As I said before this is a complex area and would take a much longer discussion. But briefly let me mention how Microsoft and Amazon are addressing these areas.
AWS offers multiple database choices - Aurora (Transactional Apps), DynamoDB (Internet-Scale Apps), Redshift (DW for Analytics), ElastiCache (In-Memory for real-time apps), Neptune (Graph Database), DocumentDB (Semi-structured data), Timestream (Time-Series data), Quantum Ledger DB (Blockchain apps), and migration services to lure legacy database users.
Aurora is a relational DBMS, compatible with MySQL & PostgreSQL. It combines the performance/availability of high-end commercial DBMS with the simplicity/cost effectiveness of open source DBMS and claims speeds 5x faster than MySQL & 10x faster than PostgresSQL It also claims one-tenth the cost of commercial RDBMS. It is fully automated for server provisioning, patching, setup, config. and backups (less DBA burden). It enables “lift and shift†apps to the cloud. One of its customers is Airbnb which uses DynamoDB for kv store, ElastiCache for in-memory store, and AWS RDS for transaction processing.

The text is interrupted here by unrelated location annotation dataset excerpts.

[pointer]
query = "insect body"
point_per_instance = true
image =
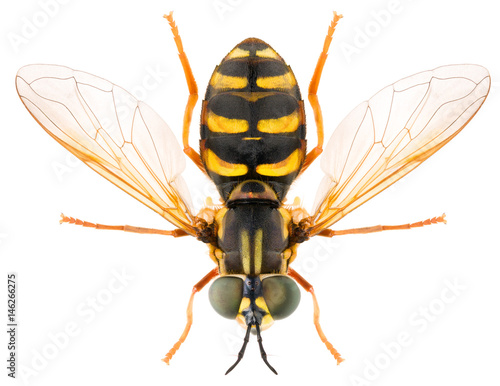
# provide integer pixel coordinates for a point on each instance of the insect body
(253, 146)
(252, 121)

Microsoft Azure offers a variety of database options - Azure SQL (mission-critical apps, this is the SQL Server in cloud), Azure DocumentDB (NoSQL database for fast, high availability, elastic scaling and global distribution), Azure SQL Data Warehouse (massively parallel processing, scale-out RDBMS for massive volume of data), Azure Redis Cache (in-memory apps), etc. One serious attempt to create a single platform that consolidates multiple data, API, and consistency models is Microsoft’s Cosmos DB.
Cosmos DB is a distributed database system that offers uniquely configurable options across consistency models, data models, and APIs. Cosmos DB supports multiple database modalities, including key-value, tabular, graph, and a MongoDB-compatible document model. However, to date, Cosmos DB has gathered only moderate mindshare, and Microsoft has revealed no road map that would allow it to bring SQL Server workloads within the Cosmos DB umbrella.
There are small-footprint databases geared for edge computing such as TimeSeriesDB (a layer on top of PostgreSQL). There are many other players like Riak, Redis, CouchDB, Aerospike, VoltDB, MarkLogic, FoundationDB, FlockDB, AllegroGraph, InfiniteGraph, HBase, StreamBase, etc. Oracle and IBM have offerings for NoSQL, time-series, and in-memory.
Welcome to the confusing task of picking the right DBMS. I have used the term "Polyglot" to signify the existence of multiple database systems at every enterprise as the diverse needs grow (transaction, analytics, stream, time-series, video-search, image data, etc.).
Once again, the fundamental question to ask is who can satisfy the functionality, performance and scale demands at affordable cost.